A 44-year-old male presented with an 8-week course of progressively worsening bloating, dysphagia, regurgitation, vomiting, and weight loss (10 kg). He denied any other symptoms. He was diagnosed with metastatic non-small cell lung cancer 1 year before and was receiving pembrolizumab infusions every 3 weeks since then. Medication history included omeprazole, duloxetine, and pregabalin. He underwent an elective esophagogastroduodenoscopy that revealed a diffusely swollen and friable gastric mucosa from the cardia to the pylorus, covered with an off-white material due to exudate and sloughing mucosa along with scant food remains (Fig. 1a-c). Additionally, small patches of white exudate were identified in the duodenal bulb (Fig. 1d). Gastric and duodenal biopsies revealed a diffusely active gastroduodenitis with mixed inflammatory infiltration of the lamina propria and glandular distortion associated with ulceration of the mucosa (Fig. 2a). Prominent intraepithelial lymphocytosis, crypt abscess foci, and apoptotic bodies were also seen (Fig. 2b). No evidence of intestinal metaplasia or dysplasia was found. Immunohistochemistry forHelicobacter pyloriand cytomegalovirus detection were negative. Checkpoint inhibitor-induced gastroduodenitis was then presumed. Pembrolizumab was withheld, and oral prednisolone was initiated on 1 mg/kg and maintained for 2 weeks, with a subsequent taper dose of 5 mg/week. Symptomatic improvement was seen within days after initiation. Esophagogastroduodenoscopy was repeated 12 weeks later, showing only mild endoscopic improvement. Thus, corticosteroids were reinitiated as previously. Esophagogastroduodenoscopy was repeated at 24 weeks revealing marked endoscopic and histopathologic improvement.

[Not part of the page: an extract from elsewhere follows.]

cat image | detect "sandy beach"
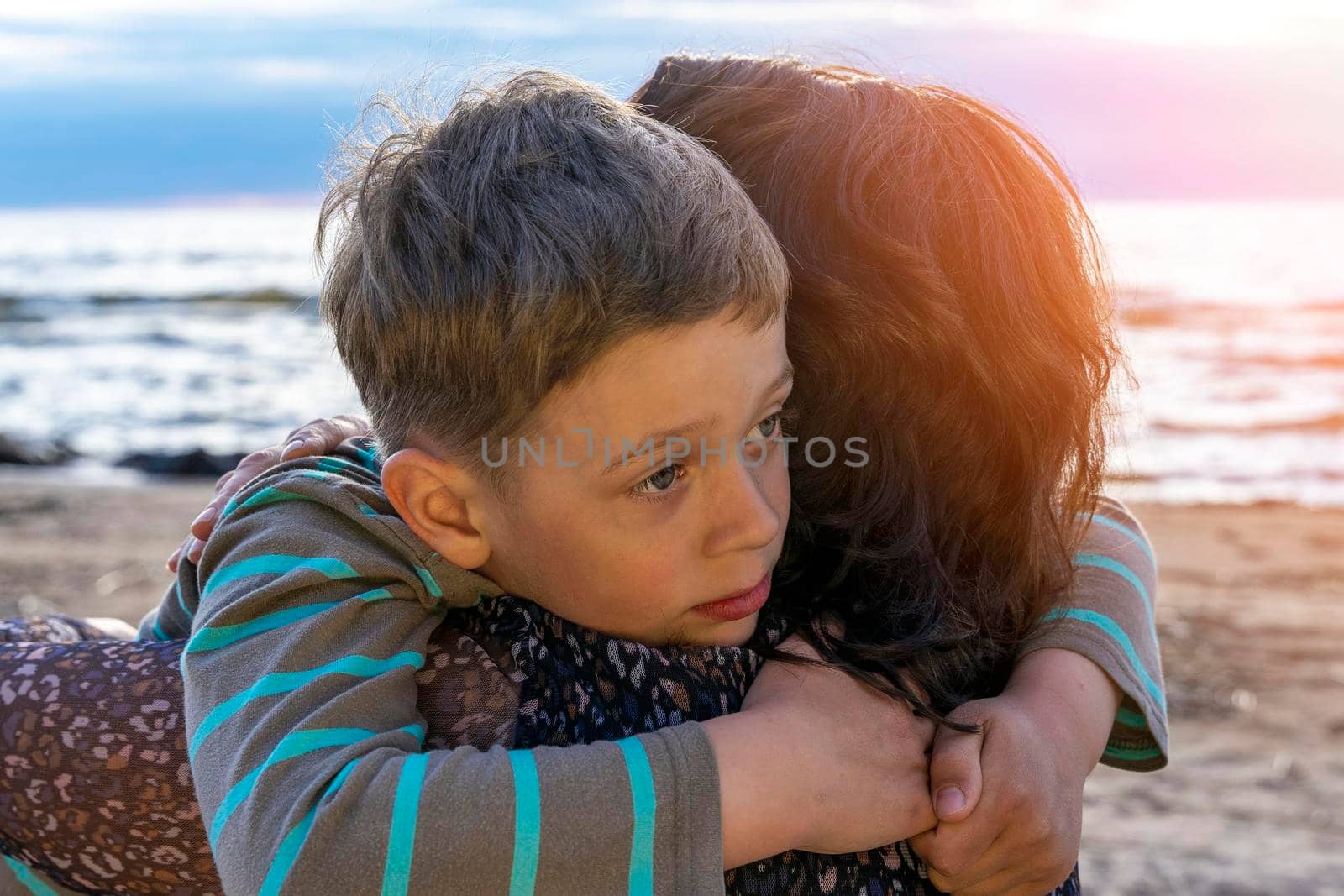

Immune-checkpoint inhibitors (ICI) are a class of immunotherapy drugs that lead to an antineoplastic immune response by blocking signalling via either the cytotoxic T lymphocyte antigen 4 (CTLA-4) pathway or the programmed cell death protein 1 (PD-1) pathway [1,2]. However, their use can lead to autoimmune-like side effects, designated as immune-related adverse events (irAEs) that can affect almost all organ systems [1,2]. Gastrointestinal toxicity, most commonly manifested by diarrhea, is the second most common irAE [1-3]. The upper gastrointestinal tract is rarely involved, and clinical manifestations include nausea, vomiting, dysphagia, and epigastric pain [1-3]. The onset of gastrointestinal irAEs usually occurs within 6-8 weeks after the initiation of therapy [1,3]. However, the occurrence of an irAE can occur at any point in time after the initiation of therapy, even after its discontinuation [3]. Unfortunately, there is still scarce data about gastrointestinal irAEs associated with anti-PD-1 antibodies, especially those related to upper gastrointestinal involvement [1,3]. Endoscopic findings are nonspecific and range from edema, erythema, and erosions to aphthous and deep ulcerations [3]. The differential diagnosis for ICI-induced gastritis includes infectious gastritis, idiopathic lymphocytic gastritis, and granulomatous gastritis [4]. A combination of diffuse, moderate-to-severe, chronic active gastritis with intraepithelial lymphocytosis and increased apoptotic activity appears to be the most helpful histopathological features for the diagnosis of ICI-induced gastritis [4]. Systemic corticosteroids should be used as the first-line therapy to manage inflammation, along with withholding the ICI [1,3]. In steroid-refractory patients the addition of infliximab or vedolizumab should be considered [1,3].
In conclusion, given the rapidly increasing use of these agents, it is of uppermost importance for gastroenterologists not only to be aware of potential gastrointestinal irAEs associated with ICI but also to be able to make an early recognition of these toxicities and appropriately manage them.